Nichelle Nichols, best known for her role as communications officer Lt. Nyota Uhura on Gene Roddenberry’s original Star Trek series, finds herself at the center of a conservatorship battle, much like that of singer Britney Spears. Like Spears, Nichols is a famous entertainer at risk of exploitation by her legal conservators.
In Nichols’s case, a tug-of-war over the actress’s care has erupted between her only child, her former manager, and a concerned friend, each of whom claims that at least one other party will exert undue influence over and exploit her. Unlike Spears, Nichols, 88, suffers dementia.

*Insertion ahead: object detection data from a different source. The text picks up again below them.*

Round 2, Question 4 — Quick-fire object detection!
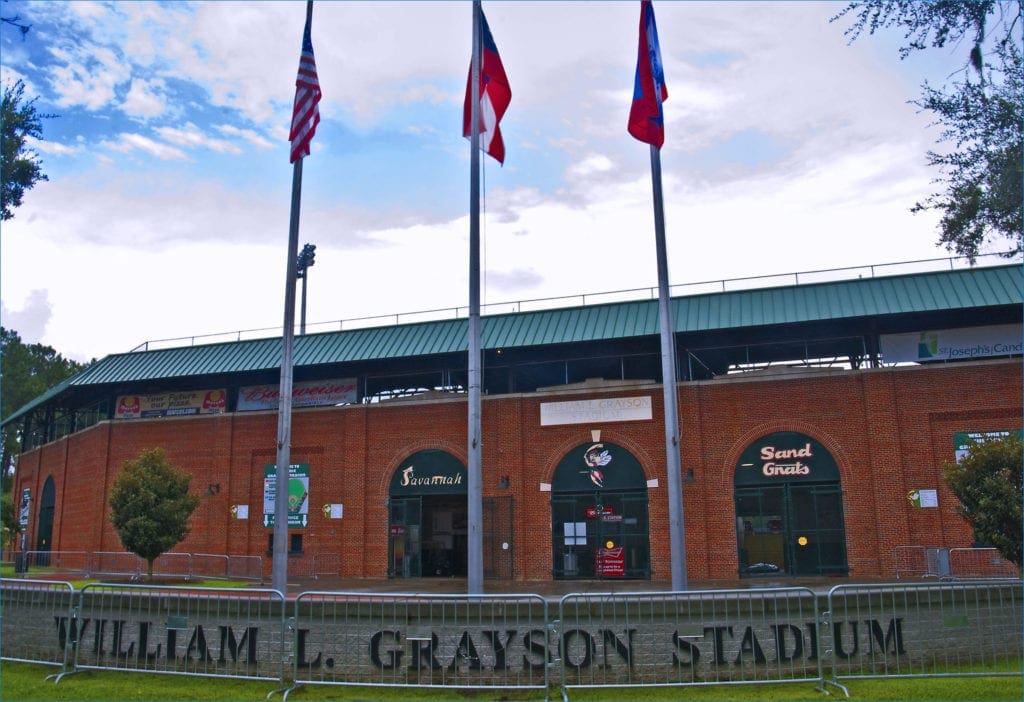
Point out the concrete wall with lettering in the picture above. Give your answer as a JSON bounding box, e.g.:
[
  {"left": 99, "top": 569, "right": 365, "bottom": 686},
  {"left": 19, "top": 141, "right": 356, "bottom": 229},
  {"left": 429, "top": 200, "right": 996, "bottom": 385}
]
[{"left": 2, "top": 581, "right": 1022, "bottom": 685}]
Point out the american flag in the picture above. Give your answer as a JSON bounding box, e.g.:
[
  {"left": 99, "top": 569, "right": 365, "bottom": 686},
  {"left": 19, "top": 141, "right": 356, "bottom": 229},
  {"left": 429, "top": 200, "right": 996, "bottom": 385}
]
[{"left": 288, "top": 13, "right": 321, "bottom": 164}]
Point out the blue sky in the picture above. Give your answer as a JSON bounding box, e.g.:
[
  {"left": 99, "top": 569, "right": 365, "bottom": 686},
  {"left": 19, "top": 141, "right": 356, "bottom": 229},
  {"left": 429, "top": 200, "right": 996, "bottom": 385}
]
[{"left": 0, "top": 0, "right": 991, "bottom": 360}]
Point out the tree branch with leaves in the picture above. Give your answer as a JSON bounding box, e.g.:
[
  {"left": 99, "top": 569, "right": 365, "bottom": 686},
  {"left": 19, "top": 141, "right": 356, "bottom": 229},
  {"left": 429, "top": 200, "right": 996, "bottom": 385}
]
[{"left": 833, "top": 0, "right": 1024, "bottom": 261}]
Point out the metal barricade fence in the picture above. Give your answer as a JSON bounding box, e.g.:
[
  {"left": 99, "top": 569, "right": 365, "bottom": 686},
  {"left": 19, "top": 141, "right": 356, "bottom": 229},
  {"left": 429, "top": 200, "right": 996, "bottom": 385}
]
[
  {"left": 949, "top": 549, "right": 1021, "bottom": 580},
  {"left": 557, "top": 587, "right": 823, "bottom": 697},
  {"left": 74, "top": 584, "right": 290, "bottom": 683},
  {"left": 0, "top": 578, "right": 75, "bottom": 673},
  {"left": 88, "top": 551, "right": 145, "bottom": 578},
  {"left": 13, "top": 551, "right": 89, "bottom": 577},
  {"left": 822, "top": 580, "right": 1022, "bottom": 687},
  {"left": 294, "top": 591, "right": 557, "bottom": 690}
]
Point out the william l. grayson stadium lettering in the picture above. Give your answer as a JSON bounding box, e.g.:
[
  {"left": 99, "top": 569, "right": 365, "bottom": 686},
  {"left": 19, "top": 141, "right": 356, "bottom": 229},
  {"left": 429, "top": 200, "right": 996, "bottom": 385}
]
[{"left": 54, "top": 616, "right": 907, "bottom": 672}]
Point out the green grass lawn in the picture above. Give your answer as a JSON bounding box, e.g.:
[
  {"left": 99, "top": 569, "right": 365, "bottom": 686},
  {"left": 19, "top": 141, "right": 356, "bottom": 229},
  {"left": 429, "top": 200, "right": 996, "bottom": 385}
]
[{"left": 0, "top": 661, "right": 1024, "bottom": 702}]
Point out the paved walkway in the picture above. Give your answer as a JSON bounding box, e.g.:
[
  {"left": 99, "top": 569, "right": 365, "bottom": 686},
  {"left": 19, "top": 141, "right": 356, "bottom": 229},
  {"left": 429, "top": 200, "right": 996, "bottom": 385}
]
[{"left": 274, "top": 576, "right": 854, "bottom": 600}]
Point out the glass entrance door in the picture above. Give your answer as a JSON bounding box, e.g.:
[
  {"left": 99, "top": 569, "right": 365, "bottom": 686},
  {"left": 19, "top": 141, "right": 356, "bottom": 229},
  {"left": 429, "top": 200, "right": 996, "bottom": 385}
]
[
  {"left": 735, "top": 484, "right": 848, "bottom": 575},
  {"left": 387, "top": 496, "right": 423, "bottom": 578}
]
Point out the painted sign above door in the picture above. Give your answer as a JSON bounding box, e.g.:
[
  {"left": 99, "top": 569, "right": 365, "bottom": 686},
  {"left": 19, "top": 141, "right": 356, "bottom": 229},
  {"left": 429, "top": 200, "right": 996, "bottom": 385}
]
[{"left": 735, "top": 432, "right": 839, "bottom": 485}]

In his video series The Aging Brain, Dr. Thad Polk, an Arthur F. Thurnau Professor in the Department of Psychology and the Department of Electrical Engineering and Computer Science at the University of Michigan, explained the difference between dementia and normal mental lapses.
When to Worry and When Not to Worry
Forgetfulness is a normal part of human existence. The elderly tend to forget things more than younger people do, often leading to unnecessary concerns about dementia. Of course, dementia should be taken seriously, but not every instance of forgetfulness should raise a red flag.
“Most older people experience memory problems from time to time,” Dr. Polk said. “Perhaps they forget where they put their glasses or their keys, or they forget where they parked the car; maybe they neglect to make one of their monthly payments or have trouble remembering a specific word or an acquaintance’s name. Many people experience problems like these as they age and they aren’t normally a cause for concern.”
At the same time, genuine cases of dementia shouldn’t be ignored. So when is it time to worry? According to Dr. Polk, when memory lapses become severe enough that they disrupt daily life, they might be a sign of early dementia.
“Temporarily forgetting the word for toothbrush probably doesn’t indicate a problem, but forgetting what a toothbrush is for might,” he said. “Warning signs include symptoms like asking for the same information over and over, finding it really hard to complete mental tasks that used to be easy, or forgetting what season it is.
“Other early symptoms could include getting lost in a very familiar environment, having trouble carrying on a simple conversation, or failing to take care of basic personal hygiene.”
Types of Dementia
There are many different kinds of dementia. Some are reversible, depending on what causes them. Depression, vitamin B12 deficiency, and Lyme disease all cause dementia-like symptoms and can be cured. Benzodiazepines like xanax, ativan, and valium can also cause memory loss, as can opioid painkillers like vicodin and percocet.
However, dementia can also be caused by brain disease. The most common and well-known is Alzheimer’s disease, but there are others.
“For example, over 50% of patients with Parkinson’s disease eventually develop symptoms of dementia, although it typically takes about 10 years after the onset of Parkinson’s for such symptoms to appear,” Dr. Polk said. “Progressive loss of neurons in the frontal and temporal cortex can also produce a dementia called Pick’s disease or frontotemporal dementia.
“This disorder is characterized by significant personality changes, by apathy, and by problems understanding and producing language.”
Vascular dementia, also known as multi-infarct dementia, is common in older people. An infarct, Dr. Polk said, is a localized area of tissue that dies from oxygen deprivation. People have a stroke when they have an infarct in the brain.